Tandis que les médias d’Afrique s’attachent à préserver l’identité et la culture africaines, l’un des problèmes qui surgit est celui de la langue. Au Kenya, par exemple, le lectorat swahili s’est réduit par rapport au lectorat anglais, alors qu’en Tanzanie, c’est l’inverse. Comment les décideurs publics et l’industrie de la communication peuvent-ils soutenir les langues traditionnelles ?

Par ailleurs, je pense que nous devrions nous concentrer davantage sur la question de la propriété des médias. Aussi longtemps que je me souvienne, la qualité des journalistes africains a toujours été la priorité numéro un. Je me demande pourtant si le vrai problème n’est pas plutôt celui des buts et des intentions des propriétaires des entreprises de communication. Quels sont leurs objectifs personnels, religieux, politiques et économiques ?

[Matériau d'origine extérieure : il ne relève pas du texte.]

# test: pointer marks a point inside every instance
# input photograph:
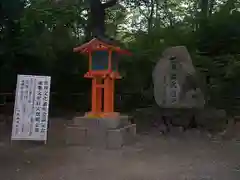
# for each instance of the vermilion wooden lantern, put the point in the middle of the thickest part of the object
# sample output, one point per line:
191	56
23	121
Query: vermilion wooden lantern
103	70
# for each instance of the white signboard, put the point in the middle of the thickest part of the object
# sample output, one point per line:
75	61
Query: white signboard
30	118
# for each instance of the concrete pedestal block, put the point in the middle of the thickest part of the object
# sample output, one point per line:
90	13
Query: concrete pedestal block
109	123
76	135
116	138
101	132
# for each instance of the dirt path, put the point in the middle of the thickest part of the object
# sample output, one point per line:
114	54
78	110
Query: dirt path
152	158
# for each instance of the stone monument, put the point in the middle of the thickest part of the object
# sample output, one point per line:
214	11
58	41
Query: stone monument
176	84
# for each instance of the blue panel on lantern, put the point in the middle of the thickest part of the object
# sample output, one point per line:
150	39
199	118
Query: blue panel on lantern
115	60
100	60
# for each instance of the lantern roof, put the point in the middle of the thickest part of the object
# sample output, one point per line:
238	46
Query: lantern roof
97	45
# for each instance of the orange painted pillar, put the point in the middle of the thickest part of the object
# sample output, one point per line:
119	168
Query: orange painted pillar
99	95
94	95
108	95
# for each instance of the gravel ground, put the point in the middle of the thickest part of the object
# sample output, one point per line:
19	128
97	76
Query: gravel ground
186	156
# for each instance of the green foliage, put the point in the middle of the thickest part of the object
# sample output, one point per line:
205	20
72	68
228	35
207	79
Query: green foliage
37	37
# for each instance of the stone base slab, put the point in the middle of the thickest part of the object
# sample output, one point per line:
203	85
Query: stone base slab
99	132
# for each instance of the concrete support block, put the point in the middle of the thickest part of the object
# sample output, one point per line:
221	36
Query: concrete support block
76	135
116	138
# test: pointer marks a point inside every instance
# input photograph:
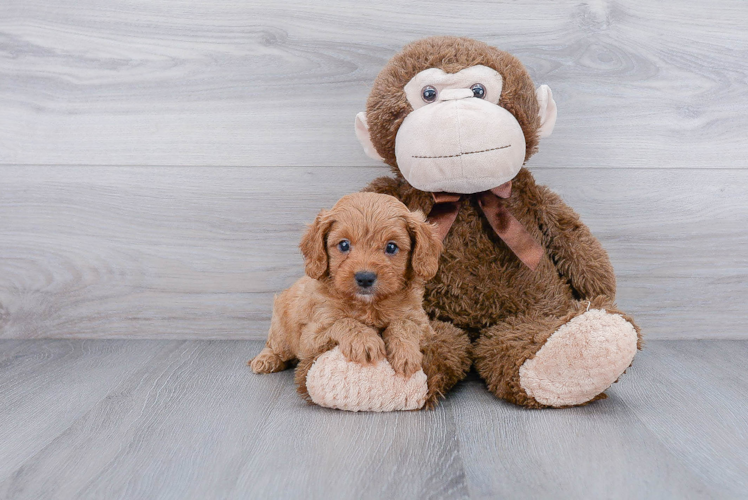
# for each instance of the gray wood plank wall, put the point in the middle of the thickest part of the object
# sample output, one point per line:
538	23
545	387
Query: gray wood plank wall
158	160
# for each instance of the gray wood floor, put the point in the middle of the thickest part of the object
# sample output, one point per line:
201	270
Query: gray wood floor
187	419
158	160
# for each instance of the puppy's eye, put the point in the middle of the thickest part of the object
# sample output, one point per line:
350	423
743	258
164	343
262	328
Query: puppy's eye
428	93
479	91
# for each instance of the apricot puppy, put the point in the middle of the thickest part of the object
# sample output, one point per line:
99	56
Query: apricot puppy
366	262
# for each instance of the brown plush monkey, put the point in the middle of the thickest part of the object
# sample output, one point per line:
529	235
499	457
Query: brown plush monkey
520	276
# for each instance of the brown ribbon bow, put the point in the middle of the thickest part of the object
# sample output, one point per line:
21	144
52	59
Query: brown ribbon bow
506	226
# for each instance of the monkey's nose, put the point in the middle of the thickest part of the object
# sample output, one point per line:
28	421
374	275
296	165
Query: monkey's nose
365	279
455	94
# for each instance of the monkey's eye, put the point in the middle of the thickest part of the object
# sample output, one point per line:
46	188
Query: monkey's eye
479	91
428	93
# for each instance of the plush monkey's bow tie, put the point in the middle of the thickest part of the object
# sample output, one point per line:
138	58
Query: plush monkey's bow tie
506	226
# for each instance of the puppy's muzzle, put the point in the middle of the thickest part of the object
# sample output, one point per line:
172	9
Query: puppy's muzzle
365	279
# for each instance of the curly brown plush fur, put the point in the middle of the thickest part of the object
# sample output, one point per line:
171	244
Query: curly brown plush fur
482	288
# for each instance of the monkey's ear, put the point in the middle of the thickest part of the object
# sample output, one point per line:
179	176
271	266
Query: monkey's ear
314	246
362	132
547	111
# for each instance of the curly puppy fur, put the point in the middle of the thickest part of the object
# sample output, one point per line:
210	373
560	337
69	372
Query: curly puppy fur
481	287
330	307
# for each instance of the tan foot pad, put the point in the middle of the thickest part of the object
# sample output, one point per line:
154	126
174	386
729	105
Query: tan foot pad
335	382
580	360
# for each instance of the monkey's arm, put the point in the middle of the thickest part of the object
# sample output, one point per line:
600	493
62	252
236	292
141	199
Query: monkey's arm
577	254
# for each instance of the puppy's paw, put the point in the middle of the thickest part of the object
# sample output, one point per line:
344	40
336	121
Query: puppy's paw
404	359
267	362
363	347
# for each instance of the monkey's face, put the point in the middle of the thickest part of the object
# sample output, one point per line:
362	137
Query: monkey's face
455	125
457	138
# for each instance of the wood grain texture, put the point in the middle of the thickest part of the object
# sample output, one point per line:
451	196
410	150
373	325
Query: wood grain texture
198	252
187	419
229	82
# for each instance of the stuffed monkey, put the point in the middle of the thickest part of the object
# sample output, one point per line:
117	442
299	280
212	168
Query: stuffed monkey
523	286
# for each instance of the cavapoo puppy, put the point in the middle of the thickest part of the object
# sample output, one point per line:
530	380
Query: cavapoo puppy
366	262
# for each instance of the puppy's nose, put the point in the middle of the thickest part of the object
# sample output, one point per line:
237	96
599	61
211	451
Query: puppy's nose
365	279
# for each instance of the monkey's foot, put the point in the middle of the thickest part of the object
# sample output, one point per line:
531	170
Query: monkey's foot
580	360
335	382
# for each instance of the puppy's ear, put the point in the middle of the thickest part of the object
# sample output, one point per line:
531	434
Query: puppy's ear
426	246
314	245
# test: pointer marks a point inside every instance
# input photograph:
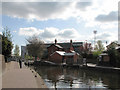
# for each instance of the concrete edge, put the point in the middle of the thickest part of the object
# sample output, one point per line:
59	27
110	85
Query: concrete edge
39	80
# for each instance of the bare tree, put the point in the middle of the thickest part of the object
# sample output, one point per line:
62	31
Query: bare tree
16	50
35	47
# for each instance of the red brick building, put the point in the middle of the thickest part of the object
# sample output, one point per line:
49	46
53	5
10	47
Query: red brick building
59	54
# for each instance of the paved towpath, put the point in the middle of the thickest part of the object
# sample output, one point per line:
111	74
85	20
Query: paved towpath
14	77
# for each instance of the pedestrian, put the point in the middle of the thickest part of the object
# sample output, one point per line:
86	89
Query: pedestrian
84	62
20	63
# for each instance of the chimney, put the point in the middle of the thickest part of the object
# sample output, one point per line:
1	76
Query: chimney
55	41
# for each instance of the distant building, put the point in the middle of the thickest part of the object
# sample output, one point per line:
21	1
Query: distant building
62	54
77	46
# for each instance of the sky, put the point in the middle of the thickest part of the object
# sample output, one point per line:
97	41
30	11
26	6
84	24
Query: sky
63	20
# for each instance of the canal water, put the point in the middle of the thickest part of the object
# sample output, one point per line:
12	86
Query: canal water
59	77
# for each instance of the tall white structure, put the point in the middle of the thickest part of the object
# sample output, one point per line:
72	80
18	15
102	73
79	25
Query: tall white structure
119	36
95	32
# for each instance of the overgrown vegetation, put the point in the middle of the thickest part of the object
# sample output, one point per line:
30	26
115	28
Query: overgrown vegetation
114	55
99	48
7	45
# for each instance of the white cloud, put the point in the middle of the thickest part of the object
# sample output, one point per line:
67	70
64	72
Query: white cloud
111	17
108	36
51	33
85	11
29	31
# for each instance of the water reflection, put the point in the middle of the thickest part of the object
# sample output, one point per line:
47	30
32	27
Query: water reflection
58	77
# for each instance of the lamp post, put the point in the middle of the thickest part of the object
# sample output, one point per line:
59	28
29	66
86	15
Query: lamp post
95	32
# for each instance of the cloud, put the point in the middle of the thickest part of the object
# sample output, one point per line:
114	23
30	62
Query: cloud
30	31
50	33
111	17
90	12
34	10
83	5
1	33
107	36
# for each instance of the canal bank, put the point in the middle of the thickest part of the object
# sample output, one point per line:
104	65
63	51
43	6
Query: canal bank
69	77
14	77
89	66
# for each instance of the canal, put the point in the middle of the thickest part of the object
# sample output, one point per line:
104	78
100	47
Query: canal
59	77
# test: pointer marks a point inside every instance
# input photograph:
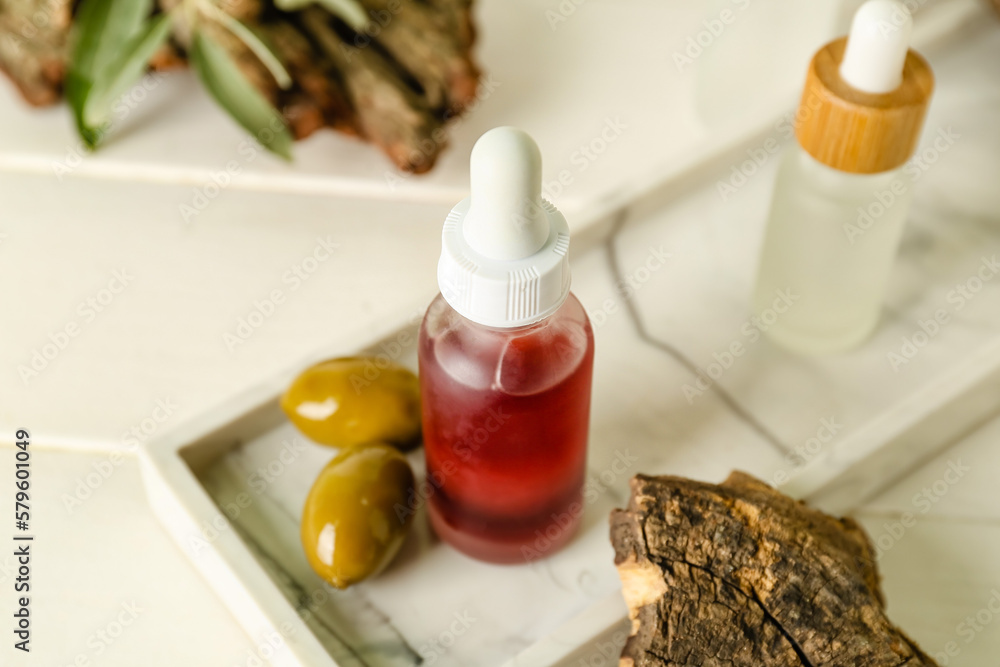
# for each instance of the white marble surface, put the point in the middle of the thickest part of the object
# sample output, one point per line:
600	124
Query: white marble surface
161	338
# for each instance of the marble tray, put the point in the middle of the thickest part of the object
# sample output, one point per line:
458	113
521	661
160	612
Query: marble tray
230	488
652	340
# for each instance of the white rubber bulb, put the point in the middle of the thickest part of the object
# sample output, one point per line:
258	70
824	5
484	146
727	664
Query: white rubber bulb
506	220
877	46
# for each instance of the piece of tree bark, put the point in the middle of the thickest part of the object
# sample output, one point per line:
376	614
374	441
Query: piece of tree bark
33	44
389	112
412	33
739	574
395	85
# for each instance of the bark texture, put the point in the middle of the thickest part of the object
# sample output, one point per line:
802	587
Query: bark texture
739	574
396	84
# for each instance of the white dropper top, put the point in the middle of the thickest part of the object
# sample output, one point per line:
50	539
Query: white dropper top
504	249
877	46
506	220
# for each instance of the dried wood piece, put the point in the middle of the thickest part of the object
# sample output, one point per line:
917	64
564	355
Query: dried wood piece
395	85
739	574
318	98
33	46
424	42
389	112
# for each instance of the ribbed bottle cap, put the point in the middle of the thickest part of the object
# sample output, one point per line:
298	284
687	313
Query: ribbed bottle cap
504	250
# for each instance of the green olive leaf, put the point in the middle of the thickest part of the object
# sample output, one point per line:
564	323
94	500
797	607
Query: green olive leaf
234	93
101	29
125	70
253	42
350	12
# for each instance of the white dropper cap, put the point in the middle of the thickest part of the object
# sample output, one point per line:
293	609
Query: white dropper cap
876	47
504	249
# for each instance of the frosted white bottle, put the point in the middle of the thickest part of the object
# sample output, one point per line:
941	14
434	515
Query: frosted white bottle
841	199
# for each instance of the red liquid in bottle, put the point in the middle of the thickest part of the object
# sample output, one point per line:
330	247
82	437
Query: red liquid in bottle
505	416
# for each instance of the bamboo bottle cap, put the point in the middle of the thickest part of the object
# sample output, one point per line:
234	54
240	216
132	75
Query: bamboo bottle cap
859	132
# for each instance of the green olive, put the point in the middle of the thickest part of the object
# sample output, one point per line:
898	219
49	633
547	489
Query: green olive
356	516
349	401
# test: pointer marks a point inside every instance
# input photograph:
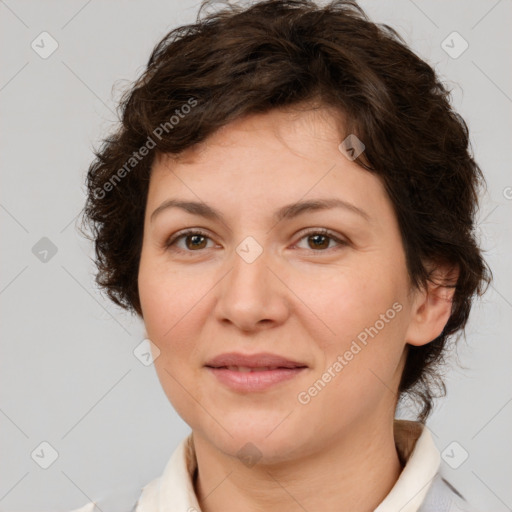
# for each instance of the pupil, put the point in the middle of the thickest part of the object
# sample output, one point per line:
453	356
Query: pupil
316	237
194	239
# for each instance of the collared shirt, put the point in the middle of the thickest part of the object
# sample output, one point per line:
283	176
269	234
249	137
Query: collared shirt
421	487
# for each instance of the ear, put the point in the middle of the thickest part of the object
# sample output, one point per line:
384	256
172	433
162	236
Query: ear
432	306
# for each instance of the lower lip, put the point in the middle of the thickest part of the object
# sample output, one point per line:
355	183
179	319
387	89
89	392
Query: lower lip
254	381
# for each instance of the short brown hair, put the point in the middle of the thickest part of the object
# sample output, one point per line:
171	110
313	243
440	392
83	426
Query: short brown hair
279	54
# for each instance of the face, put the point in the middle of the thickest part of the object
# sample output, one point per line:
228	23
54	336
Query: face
325	287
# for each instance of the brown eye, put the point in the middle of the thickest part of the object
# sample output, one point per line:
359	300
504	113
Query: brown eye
320	239
194	241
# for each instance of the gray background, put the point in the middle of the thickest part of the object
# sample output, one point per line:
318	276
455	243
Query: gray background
68	373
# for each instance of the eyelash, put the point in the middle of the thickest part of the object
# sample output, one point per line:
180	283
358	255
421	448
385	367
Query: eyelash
183	234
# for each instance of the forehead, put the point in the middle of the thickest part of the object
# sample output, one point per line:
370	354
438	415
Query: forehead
267	160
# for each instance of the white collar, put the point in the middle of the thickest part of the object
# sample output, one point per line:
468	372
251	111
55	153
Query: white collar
174	489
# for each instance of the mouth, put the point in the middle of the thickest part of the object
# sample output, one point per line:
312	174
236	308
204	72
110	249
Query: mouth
243	379
249	369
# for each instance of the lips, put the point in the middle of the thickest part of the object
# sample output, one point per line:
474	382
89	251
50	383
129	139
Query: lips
253	362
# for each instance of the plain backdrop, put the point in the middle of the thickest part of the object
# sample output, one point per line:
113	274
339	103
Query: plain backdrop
69	375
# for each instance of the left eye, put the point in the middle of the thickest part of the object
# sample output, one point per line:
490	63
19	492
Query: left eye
320	239
195	239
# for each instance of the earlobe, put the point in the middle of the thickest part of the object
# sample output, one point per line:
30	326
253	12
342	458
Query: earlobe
432	307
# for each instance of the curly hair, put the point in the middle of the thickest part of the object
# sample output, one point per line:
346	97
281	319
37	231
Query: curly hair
280	54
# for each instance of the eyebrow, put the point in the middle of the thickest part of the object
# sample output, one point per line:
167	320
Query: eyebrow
286	212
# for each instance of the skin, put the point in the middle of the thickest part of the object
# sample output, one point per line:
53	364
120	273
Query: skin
303	301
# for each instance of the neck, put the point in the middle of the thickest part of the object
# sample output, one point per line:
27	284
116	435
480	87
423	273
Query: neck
351	472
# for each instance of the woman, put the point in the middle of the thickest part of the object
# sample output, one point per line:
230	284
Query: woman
289	208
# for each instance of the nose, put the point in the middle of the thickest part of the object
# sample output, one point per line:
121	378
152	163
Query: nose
253	296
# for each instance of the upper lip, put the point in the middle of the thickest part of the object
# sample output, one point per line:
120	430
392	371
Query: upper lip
253	361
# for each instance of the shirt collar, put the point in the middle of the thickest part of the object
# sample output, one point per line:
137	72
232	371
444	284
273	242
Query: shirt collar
174	489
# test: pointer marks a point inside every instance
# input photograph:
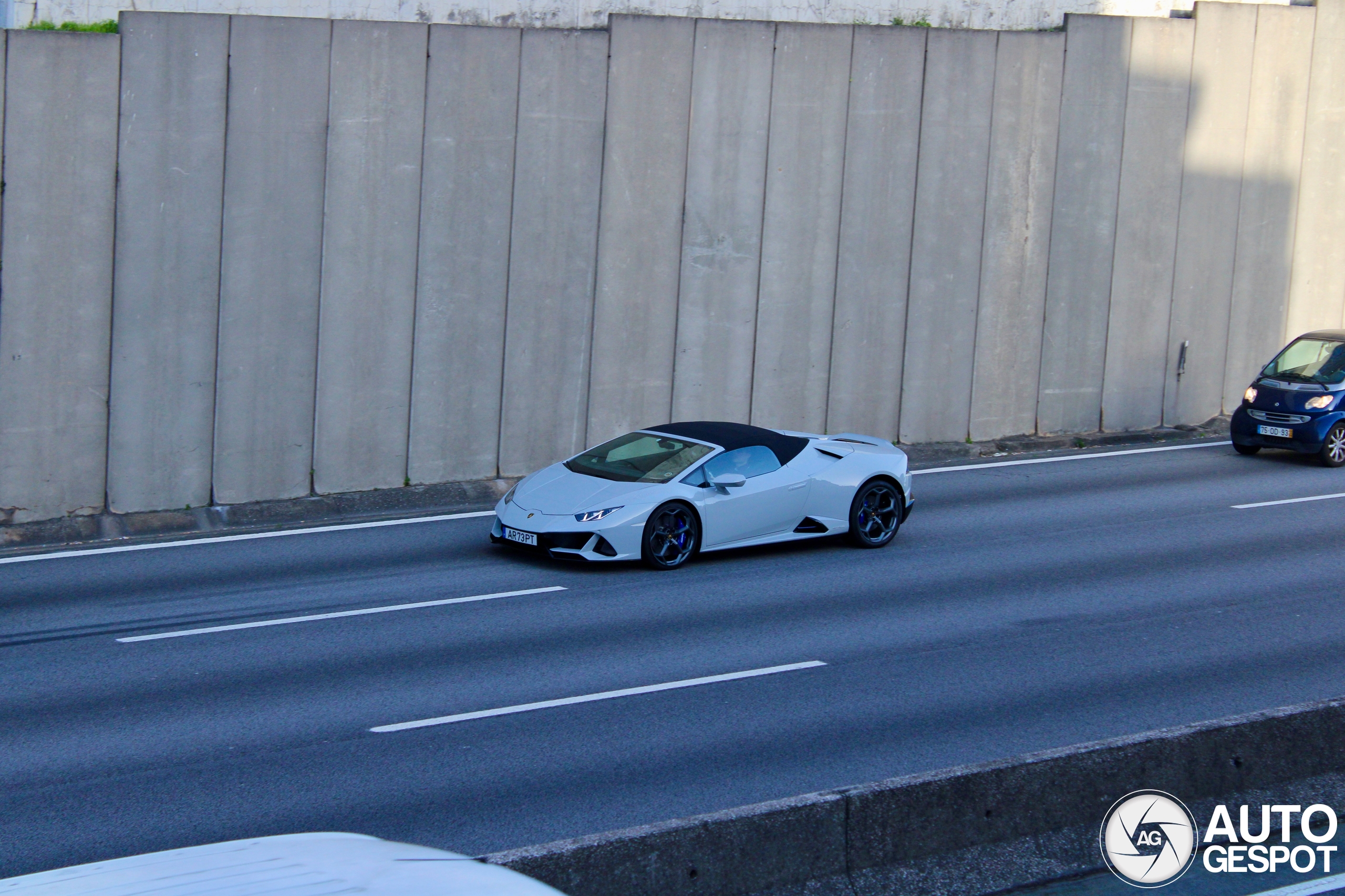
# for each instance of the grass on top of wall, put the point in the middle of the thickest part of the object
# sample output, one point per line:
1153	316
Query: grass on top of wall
107	26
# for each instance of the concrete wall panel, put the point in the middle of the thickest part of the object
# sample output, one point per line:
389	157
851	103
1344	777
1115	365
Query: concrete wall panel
370	233
1317	286
877	207
563	87
1083	222
1269	202
1211	192
271	257
166	277
56	272
639	243
946	245
1013	260
801	226
1146	222
721	232
463	271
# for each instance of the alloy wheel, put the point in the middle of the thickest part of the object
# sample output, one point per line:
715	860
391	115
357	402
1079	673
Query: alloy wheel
670	536
876	514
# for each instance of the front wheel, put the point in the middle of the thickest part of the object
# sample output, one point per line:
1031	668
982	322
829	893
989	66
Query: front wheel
1333	450
875	514
671	536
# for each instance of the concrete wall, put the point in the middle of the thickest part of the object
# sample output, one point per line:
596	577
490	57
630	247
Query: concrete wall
446	252
1017	233
1147	201
271	257
595	14
553	249
370	237
947	236
56	272
467	197
639	236
166	280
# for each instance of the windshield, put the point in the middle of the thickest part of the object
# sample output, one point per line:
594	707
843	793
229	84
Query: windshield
639	456
1310	361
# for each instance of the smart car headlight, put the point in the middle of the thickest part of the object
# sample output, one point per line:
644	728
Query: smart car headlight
594	516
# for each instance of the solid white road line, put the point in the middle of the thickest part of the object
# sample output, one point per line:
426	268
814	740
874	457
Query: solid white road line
1288	501
245	537
1309	887
1053	461
606	695
338	615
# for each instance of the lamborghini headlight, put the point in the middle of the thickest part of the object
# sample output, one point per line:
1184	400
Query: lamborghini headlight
594	516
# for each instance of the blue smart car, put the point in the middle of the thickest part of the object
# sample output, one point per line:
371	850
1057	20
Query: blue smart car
1297	401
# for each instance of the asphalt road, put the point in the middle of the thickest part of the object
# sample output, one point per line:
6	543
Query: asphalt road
1021	607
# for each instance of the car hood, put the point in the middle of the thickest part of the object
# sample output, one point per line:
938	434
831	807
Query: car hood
558	492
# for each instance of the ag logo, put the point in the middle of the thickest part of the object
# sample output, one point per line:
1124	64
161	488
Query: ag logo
1149	839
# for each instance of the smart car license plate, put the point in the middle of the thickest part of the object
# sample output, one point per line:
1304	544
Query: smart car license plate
521	537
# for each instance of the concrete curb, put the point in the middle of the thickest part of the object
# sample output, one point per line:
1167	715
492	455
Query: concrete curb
970	830
108	529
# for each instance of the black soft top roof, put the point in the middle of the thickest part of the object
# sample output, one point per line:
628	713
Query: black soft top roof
733	436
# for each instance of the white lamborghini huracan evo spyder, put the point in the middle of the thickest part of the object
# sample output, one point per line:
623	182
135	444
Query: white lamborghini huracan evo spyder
665	493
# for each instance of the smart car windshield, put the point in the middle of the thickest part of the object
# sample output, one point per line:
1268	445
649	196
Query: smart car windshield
639	456
1310	361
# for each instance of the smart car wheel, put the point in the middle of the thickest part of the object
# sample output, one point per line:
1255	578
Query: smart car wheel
1333	450
671	535
875	514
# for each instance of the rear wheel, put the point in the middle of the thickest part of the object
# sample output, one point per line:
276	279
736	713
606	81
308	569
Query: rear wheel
671	536
875	514
1333	449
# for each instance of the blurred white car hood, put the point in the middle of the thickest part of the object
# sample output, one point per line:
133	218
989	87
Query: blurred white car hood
556	490
291	864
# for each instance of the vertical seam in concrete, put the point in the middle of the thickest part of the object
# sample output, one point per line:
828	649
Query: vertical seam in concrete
1302	151
1051	228
911	252
602	186
112	265
981	256
836	268
509	248
322	244
420	214
220	272
1172	283
681	245
1111	268
765	192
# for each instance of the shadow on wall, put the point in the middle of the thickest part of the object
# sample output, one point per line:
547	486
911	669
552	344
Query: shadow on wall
306	257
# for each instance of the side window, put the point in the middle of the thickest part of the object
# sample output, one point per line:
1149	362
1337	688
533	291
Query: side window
748	462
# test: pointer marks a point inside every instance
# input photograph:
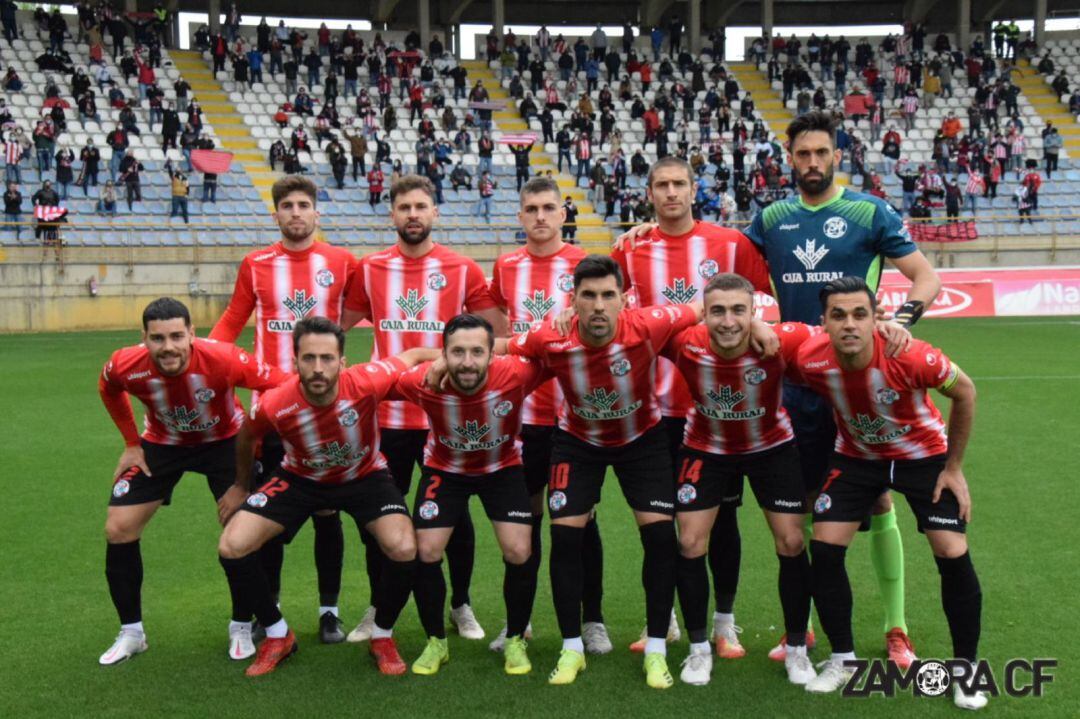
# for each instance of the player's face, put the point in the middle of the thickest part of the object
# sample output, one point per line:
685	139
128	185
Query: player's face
849	321
296	217
319	363
671	192
813	157
541	217
414	214
170	344
597	302
468	354
728	314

La gestion des crises constitue un autre défi que l’industrie doit être mieux préparée à relever. En temps de crise, comment les dirigeants médiatiques africains réagissent-ils ? Nous connaissons les difficultés ; NMG, comme tant d’autres, y a fait face durant la crise kenyane d’il y a deux ans : tribalisme, gangstérisme, désinformation, corruption et intolérance religieuse, autant de forces obscures auxquelles les médias d’Afrique sont parfois confrontées.

Bien sûr, nous avons également assisté, ici et ailleurs, à des efforts médiatiques courageux voire parfois héroïques visant à répondre à ces crises et à en venir à bout. Mais les médias d’Afrique peuvent-ils faire plus ?

Lorsque surviennent des opportunités fortes et légitimes de mettre à l’honneur des initiatives africaines positives, les médias d’Afrique y prêtent-ils attention ? De nombreux pays dans lesquels je travaille, par exemple, souffrent d’une Constitution dysfonctionnelle. Mais de nombreux autres pays d’Afrique gèrent ce problème intelligemment. Reconnaissons-nous de tels efforts ? Beaucoup d’endroits d’Afrique voient un régionalisme intelligent remplacer un nationalisme étriqué, mais je me demande pourtant si les médias les mettent suffisamment en avant.

Lorsque la plupart des pays d’Afrique subsaharienne ont acquis leur indépendance, presque toutes les professions libérales souffraient de sous-développement : le droit, la médecine, l’éducation, le métier d’infirmier ou d’infirmière, l’administration publique… et le journalisme. Certaines professions n’étaient pas suffisamment rémunérées pour attirer les plus talentueux. Cela s’améliore aujourd’hui. Selon moi, il arrive un moment où une relation dysfonctionnelle née de l’inexpérience d’un gouvernement ou de la superficialité des médias peut être remplacée par une empathie intellectuelle constructive d’un nouveau genre. Je suis persuadé qu’une meilleure relation est désormais possible - non ! - qu’elle est essentielle si le développement africain doit progresser au rythme voulu et attendu par les populations d’Afrique.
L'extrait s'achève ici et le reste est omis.